Discussion in 'Sports and News' started by Azrael, Oct 9, 2012.

  1. Riptide

    Riptide Well-Known Member

    Yeah. For what he did, there should be some punishing work involved. A lot of punishing work.
     
  2. Beaker

    Beaker Active Member

    Also, Sandusky is a heinous monster, but as usual, the general "I don't give a f**k" attitude that many have regarding prison rape is disturbing. The law doesn't allow us to pick and choose who we'd like to be raped. Rape is rape.
     
  3. Riptide

    Riptide Well-Known Member

    Sure, but pardon me :)D) if I don't worry about whether he ever has a bad day in prison.
     
  4. jr/shotglass

    jr/shotglass Well-Known Member

    Meh, it doesn't matter what any of us think. He got what he got, and he'll get what he gets.
     
  5. Mark2010

    Mark2010 Active Member

    DD,

    I would submit that 30 years (at anything) is a pretty damn long time. What on earth would someone do if they ever did get out after that period of time. You're institutionalized by then.

    Maybe someone with a better knowledge of Pennsylvania law can tell, is it indeterminate sentencing? Where a court sets a floor and a ceiling and then a parole board picks in between based on various factors?
     
  6. dooley_womack1

    dooley_womack1 Well-Known Member

    Regarding the sentence: A sentence of hundreds of years can be used by Sandusky's lawyers as an argument for radical sentence reduction that if done before the right judge could get Sandusky fewer years than what he actually got. If your main goal in sentencing is to best make sure Sandusky doesn't die a free man, then what he got, tactically-wise, is the prudent sentence. You don't want to give skilled lawyers "cruel and unusual" as a tool at their disposal.
     
  7. Beaker

    Beaker Active Member

    That's a good point.
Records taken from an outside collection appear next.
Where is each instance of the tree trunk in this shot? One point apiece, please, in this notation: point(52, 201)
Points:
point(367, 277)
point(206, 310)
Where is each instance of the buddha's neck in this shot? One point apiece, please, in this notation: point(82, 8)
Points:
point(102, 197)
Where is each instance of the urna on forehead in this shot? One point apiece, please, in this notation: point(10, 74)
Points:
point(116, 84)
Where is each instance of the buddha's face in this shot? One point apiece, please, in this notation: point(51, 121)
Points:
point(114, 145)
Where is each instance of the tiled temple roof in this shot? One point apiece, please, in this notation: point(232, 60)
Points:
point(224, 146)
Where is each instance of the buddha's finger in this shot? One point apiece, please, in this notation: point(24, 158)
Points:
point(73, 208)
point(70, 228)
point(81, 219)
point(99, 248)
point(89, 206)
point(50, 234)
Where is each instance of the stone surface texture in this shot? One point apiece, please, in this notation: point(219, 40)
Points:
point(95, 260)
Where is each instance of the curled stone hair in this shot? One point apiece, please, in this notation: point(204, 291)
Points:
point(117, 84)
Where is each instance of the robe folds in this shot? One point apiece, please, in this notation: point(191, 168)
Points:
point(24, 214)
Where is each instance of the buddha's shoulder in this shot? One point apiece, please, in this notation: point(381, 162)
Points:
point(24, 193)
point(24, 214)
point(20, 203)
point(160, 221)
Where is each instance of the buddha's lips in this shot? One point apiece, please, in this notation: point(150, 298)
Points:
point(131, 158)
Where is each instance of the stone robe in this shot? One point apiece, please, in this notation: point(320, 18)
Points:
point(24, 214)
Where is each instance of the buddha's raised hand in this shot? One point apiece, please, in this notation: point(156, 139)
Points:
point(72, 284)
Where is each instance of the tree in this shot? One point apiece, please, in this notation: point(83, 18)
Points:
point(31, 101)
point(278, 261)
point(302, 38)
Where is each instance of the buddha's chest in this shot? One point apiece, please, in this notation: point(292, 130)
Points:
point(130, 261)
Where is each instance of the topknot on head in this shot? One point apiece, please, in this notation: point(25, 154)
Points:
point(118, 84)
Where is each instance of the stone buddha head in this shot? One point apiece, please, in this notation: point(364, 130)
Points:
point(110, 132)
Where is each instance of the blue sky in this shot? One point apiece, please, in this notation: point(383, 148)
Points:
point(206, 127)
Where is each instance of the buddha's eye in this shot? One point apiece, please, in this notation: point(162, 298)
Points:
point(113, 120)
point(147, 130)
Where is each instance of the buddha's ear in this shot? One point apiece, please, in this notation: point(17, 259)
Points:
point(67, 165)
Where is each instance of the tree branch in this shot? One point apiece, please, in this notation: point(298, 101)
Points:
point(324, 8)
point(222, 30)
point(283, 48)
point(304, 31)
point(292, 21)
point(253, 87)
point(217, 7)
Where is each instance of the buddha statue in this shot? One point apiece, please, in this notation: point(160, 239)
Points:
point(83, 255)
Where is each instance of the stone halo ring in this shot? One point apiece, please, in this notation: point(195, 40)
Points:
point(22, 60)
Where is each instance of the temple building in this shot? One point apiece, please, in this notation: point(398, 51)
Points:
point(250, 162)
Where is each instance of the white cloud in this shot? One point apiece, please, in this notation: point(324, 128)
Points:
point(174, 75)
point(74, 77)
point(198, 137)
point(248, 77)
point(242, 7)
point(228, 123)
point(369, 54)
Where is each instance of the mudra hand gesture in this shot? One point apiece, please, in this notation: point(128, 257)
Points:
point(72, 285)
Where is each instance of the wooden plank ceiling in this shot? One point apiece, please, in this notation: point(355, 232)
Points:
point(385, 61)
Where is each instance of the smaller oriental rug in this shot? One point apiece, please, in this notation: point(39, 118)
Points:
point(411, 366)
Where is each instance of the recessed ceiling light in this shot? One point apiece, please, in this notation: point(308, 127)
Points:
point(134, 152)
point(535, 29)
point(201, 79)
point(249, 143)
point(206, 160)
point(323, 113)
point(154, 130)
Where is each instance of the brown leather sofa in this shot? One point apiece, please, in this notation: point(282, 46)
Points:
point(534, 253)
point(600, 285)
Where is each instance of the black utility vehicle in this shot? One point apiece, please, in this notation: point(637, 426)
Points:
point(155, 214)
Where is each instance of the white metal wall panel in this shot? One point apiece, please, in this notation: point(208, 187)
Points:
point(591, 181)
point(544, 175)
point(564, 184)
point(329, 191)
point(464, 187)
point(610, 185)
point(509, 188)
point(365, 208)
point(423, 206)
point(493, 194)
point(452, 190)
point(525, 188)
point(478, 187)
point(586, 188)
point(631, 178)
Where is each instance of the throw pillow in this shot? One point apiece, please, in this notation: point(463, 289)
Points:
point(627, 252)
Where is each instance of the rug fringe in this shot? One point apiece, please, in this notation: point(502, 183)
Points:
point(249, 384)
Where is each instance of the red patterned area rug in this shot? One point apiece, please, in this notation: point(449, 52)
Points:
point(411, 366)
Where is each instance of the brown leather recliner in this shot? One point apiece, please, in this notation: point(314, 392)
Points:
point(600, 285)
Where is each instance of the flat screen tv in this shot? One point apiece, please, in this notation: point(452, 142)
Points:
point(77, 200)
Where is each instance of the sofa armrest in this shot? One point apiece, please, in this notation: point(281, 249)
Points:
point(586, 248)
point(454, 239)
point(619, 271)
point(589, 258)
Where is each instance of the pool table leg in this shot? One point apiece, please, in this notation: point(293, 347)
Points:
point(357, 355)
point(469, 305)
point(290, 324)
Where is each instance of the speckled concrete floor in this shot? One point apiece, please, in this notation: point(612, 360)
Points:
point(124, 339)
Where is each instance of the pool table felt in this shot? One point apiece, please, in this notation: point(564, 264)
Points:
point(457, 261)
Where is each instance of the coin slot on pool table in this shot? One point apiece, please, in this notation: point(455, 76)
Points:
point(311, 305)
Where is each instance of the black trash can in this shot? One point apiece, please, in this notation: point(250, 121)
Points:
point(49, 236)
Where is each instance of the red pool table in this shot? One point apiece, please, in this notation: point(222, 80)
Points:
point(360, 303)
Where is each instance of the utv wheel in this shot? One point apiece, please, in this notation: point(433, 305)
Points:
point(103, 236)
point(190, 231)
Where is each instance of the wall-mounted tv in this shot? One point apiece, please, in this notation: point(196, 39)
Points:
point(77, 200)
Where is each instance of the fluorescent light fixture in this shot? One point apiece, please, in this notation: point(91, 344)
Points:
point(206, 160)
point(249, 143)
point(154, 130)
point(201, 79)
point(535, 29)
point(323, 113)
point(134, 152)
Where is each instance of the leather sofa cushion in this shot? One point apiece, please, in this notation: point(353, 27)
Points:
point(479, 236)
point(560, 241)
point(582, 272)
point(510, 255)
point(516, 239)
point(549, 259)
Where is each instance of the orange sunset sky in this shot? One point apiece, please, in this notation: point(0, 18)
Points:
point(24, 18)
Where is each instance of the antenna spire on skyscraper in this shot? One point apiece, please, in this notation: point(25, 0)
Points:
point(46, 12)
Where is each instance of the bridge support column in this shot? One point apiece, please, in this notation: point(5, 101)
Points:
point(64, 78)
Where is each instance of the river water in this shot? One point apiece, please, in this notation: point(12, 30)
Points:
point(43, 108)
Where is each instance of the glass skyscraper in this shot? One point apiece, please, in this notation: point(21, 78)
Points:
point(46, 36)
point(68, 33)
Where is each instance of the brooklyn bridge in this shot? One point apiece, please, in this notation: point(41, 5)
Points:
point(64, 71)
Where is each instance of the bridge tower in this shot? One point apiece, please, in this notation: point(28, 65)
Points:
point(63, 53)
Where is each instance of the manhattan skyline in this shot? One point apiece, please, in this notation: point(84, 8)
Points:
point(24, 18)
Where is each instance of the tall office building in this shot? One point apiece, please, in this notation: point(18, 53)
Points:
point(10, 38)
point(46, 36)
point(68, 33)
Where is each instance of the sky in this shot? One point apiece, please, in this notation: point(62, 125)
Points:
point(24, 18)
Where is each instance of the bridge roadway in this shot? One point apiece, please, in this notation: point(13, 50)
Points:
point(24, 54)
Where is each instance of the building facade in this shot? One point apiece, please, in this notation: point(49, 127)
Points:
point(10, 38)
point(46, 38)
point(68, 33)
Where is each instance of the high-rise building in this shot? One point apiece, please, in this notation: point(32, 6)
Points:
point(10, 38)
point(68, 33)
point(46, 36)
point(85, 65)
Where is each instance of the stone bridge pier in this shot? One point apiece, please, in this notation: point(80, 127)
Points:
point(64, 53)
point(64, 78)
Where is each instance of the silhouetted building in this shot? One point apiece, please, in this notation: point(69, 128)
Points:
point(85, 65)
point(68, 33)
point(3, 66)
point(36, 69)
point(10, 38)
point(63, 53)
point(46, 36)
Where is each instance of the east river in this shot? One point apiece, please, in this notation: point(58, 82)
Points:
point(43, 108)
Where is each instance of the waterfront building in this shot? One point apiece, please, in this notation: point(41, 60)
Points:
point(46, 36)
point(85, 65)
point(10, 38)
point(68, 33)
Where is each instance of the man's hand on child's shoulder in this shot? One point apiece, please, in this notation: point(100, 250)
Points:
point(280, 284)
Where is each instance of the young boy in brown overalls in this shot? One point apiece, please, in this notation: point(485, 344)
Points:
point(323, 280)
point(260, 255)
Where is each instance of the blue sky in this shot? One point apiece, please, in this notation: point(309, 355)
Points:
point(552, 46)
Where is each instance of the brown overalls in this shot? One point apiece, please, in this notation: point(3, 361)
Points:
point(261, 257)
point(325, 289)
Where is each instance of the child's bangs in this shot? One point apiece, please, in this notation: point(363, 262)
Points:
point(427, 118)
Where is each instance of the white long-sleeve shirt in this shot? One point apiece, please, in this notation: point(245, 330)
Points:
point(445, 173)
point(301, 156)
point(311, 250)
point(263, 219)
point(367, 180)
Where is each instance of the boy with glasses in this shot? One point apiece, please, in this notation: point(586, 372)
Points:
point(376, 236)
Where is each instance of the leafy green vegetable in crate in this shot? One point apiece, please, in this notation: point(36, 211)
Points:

If there was a perception that the judge's sentence was in any way vindictive, it might give some ammunition to Sandusky's appellate lawyers.
     
  8. Armchair_QB

    Armchair_QB Well-Known Member

    They've already got enough with the court's refusal to give him more time to prepare for the original trial.
     
  9. Amy

    Amy Well-Known Member

    This article provides a good summary of the applicable sentencing guidelines

    http://abcnews.go.com/US/t/story/potential-penalties-sandusky-faces-sentencing-17429440
     
  10. SoCalScribe

    SoCalScribe Member

    I think the hard part of all this for me is his total lack of acceptance of guilt. At 98 or 128 or whatever he lives to be -- and it seems sometimes that the true A-holes live forever -- he is, as Wexler said, someone who blames his victims (so, too, seems to be his wife, in my opinion, though in truth I have no idea how much she really knows).

    I hope during his remaining years/decades in a solitary cell that he comes face to face with truth.
     
  11. Beaker

    Beaker Active Member

    So, night before the sentencing, and one of Sandusky's lawyers, Karl Rominger, was out on the town drinking and chasing tail, seriously:

    http://abovethelaw.com/2012/10/jerry-sanduskys-lawyer-has-a-late-night-heart-to-heart-with-several-penn-state-students-over-beer-and-taco-bell/#more-199046
     
  12. BTExpress

    BTExpress Well-Known Member

    The human mind has an amazing ability to rationalize and shift responsibility and basically do everything it can to remain sane --- because "coming face to face with the truth" would typically push people into a mental abyss. The brain will do everything it can to avoid that.

    That's not Sandusky's failing, specifically. All humans do it. Most just don't have quite as much horror to rationalize and blame to shift as he does.